Ülkenin tasarrufları,( bankaların %70’ini eline geçiren yabancı sermaye ve ekonomide rant – spekülasyon politikalarının dışına çıkamayan hükümetlerin eliyle), küresel sermayenin ve işbirlikçilerinin değirmenine su taşıyan bir sitem üzerinden, inşaat sektörü ve beton ekonomisine, ithal lüks tüketime gömülmüştür. Oluşan borçlanma ve tüketim ekonomisi; devlet bütçesini de etkilemiş, bütçenin gelir ve gider yapısı da tüketim odaklı hale gelmiştir. ( ÖTV, KDV, Gümrük Vergileri vs.- TOKİ uygulamaları, Her türlü vergiden muaf GYO İnşaat şirketleri, Geçiş garantili yollar, köprüler, yolcu garantili hava limanları v.s.).

ULUSAL POLİTİKALAR DÖNEMİ

Finans Kapitalin tıkanması, Dünya üretim gücünün Çin ve Hindistan gibi Asya ülkelerine kayması, ABD merkezli sömürgeci ekonomileri kendi küreselci politikalarıyla çelişen, korumacı önlemler almaya mecbur bırakmıştır.

Demir çelik endüstri ürünleri başta olmak üzere ABD’nin başlattığı korumacı uygulamalar, Çin, İran, Rusya, Türkiye gibi ülkelerin ekonomilerini doğrudan etkileyecek ambargo ve anti- damping kararları, AB’nin birlik dışındaki ülkelerle Serbest Ticaret Antlaşmaları yoluyla yeni kaynak ve Pazar arayışlarına yönelmesi, İngiltere’nin AB’den ayrılışı, küreselci politikaların sonunun geldiğinin işaret fişekleri oldu.

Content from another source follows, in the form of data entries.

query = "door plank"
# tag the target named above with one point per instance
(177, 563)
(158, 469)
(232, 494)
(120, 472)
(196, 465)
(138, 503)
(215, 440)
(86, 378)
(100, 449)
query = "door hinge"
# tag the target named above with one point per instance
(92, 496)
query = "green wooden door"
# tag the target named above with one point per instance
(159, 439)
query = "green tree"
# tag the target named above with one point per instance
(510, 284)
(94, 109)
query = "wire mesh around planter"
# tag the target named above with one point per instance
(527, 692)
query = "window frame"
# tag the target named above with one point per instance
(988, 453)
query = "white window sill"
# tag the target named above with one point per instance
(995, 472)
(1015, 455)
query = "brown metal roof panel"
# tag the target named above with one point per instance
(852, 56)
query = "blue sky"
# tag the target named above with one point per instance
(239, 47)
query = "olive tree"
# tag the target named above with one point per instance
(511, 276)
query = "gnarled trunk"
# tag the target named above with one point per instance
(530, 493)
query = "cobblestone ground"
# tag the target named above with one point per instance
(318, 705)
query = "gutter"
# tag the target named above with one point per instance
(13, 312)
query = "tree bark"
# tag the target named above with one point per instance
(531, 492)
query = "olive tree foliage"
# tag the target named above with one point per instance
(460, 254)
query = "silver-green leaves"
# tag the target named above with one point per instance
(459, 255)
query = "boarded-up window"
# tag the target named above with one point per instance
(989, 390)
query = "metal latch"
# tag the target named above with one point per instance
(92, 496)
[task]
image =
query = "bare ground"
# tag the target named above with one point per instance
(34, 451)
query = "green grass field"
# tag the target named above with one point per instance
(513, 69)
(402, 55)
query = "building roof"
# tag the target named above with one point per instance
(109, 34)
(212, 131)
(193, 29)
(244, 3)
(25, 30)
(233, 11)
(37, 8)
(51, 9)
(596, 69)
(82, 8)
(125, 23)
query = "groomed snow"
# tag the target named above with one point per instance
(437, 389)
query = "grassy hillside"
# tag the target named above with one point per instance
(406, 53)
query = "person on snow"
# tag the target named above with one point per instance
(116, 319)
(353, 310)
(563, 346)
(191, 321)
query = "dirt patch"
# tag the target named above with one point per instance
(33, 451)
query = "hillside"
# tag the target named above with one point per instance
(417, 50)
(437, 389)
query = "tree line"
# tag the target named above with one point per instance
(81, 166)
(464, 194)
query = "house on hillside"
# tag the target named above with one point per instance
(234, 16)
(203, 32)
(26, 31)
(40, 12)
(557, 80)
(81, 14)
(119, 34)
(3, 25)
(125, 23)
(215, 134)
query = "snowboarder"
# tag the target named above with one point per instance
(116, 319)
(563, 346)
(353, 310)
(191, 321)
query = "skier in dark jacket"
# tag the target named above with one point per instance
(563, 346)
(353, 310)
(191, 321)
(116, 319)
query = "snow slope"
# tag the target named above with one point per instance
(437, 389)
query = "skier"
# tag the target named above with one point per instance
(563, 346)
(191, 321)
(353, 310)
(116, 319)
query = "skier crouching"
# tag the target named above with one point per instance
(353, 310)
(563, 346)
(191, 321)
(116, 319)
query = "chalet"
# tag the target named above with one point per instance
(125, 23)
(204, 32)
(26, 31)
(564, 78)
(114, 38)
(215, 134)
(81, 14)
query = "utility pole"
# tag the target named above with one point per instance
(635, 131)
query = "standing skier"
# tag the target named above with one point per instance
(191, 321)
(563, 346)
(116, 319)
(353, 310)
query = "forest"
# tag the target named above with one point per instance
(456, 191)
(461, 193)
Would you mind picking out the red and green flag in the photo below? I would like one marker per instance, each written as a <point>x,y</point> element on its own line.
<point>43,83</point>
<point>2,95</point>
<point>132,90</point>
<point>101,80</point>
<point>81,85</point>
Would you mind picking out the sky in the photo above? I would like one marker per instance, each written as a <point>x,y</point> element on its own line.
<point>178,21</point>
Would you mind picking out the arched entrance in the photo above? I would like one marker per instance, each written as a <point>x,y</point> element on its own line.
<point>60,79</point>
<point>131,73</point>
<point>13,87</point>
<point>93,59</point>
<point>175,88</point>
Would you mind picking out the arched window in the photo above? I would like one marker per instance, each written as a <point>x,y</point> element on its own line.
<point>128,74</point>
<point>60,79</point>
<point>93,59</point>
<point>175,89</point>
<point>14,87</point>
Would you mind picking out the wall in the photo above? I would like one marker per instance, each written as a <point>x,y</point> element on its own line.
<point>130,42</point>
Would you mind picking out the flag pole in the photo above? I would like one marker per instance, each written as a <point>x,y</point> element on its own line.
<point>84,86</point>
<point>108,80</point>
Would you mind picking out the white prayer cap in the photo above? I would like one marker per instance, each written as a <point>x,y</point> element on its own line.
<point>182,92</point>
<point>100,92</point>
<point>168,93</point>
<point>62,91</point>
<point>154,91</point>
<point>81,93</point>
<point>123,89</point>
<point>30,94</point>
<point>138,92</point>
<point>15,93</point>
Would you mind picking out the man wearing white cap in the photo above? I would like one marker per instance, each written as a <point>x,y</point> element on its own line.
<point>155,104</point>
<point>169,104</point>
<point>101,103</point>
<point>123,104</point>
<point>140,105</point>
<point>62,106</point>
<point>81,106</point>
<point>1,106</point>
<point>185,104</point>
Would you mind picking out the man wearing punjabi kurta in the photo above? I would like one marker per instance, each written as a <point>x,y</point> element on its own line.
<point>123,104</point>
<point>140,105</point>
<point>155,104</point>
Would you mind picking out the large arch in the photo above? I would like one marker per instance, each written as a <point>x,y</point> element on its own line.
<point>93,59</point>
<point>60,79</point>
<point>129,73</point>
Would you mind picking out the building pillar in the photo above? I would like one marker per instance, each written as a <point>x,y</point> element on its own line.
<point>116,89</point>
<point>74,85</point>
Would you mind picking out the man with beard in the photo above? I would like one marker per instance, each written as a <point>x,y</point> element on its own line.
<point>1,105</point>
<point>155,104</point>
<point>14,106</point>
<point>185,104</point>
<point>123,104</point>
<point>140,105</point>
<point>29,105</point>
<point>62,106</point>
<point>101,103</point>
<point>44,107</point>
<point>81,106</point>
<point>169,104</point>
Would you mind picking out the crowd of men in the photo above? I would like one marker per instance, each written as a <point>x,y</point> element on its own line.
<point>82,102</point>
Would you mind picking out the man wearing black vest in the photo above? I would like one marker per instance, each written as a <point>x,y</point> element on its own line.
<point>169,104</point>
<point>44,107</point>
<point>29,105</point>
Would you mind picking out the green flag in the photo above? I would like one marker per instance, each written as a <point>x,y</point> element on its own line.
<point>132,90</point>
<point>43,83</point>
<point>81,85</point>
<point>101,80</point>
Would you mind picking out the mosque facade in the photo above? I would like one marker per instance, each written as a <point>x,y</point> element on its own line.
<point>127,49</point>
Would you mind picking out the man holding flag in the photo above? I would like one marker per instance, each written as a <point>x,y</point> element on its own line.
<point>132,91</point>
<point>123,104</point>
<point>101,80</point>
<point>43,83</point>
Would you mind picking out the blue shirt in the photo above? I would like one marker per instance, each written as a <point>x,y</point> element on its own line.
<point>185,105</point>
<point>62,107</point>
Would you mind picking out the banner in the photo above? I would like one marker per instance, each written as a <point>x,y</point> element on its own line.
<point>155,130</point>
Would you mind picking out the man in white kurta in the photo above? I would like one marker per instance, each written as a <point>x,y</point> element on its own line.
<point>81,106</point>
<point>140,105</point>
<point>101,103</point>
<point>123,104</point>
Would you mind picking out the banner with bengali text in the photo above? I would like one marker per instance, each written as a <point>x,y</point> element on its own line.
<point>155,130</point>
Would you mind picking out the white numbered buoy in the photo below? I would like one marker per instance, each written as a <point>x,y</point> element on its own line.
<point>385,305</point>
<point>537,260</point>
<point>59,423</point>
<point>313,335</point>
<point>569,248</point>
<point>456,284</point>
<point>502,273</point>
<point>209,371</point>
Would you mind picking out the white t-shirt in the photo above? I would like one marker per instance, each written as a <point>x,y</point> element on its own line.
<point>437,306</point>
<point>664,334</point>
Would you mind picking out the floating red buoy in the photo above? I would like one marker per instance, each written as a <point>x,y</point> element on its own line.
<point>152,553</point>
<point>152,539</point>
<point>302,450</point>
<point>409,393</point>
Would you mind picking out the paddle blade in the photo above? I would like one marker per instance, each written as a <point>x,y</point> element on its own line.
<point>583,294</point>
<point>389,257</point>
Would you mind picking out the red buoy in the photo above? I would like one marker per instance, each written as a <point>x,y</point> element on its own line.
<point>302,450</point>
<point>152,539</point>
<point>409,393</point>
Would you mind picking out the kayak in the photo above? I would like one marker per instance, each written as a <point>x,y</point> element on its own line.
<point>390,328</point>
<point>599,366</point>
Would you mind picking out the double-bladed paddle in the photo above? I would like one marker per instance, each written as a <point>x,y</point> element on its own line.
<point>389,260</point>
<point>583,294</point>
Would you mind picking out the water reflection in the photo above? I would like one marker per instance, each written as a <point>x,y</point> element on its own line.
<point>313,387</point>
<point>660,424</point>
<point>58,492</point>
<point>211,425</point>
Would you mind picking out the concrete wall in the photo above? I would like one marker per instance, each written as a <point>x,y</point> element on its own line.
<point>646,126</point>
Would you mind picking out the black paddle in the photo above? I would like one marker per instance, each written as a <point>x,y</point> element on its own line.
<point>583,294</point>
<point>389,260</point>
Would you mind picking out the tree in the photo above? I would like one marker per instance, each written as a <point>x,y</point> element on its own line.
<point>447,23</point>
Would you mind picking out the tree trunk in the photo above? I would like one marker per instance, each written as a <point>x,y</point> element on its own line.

Nihayet, virüs salgınına karşı ülkelerin aldıkları her türlü önlemin kendi halklarının sağlığını ve kendi ekonomilerinin çıkarlarını önceleyen Ulusalcı karar ve uygulamalar olduğu açıkça görüldü. Buğday gibi gıda ürünleri ihracatında getirilen yasaklamalar, kendi sanayilerini koruyucu, ithalatı ve milli tesislerin yabancıya satışını kısıtlayıcı kararlar bize, her alanda Ulusalcılığın yükseldiği bir Dünya düzeninin başladığını gösteriyor.

İTHALATA İLİŞKİN SON CUMHURBAŞKANLIĞI KARARLARI

18 , 21 Nisan 2020 tarihli Resmi Gazetelerle yürürlüğe konulan ve birçok İthal mallarının mevcut Gümrük Vergilerine İGV (İlave Gümrük Vergisi) getiren düzenlemeler de Dünyadaki bu korumacı gelişmelerin bizdeki bir uzantısıdır.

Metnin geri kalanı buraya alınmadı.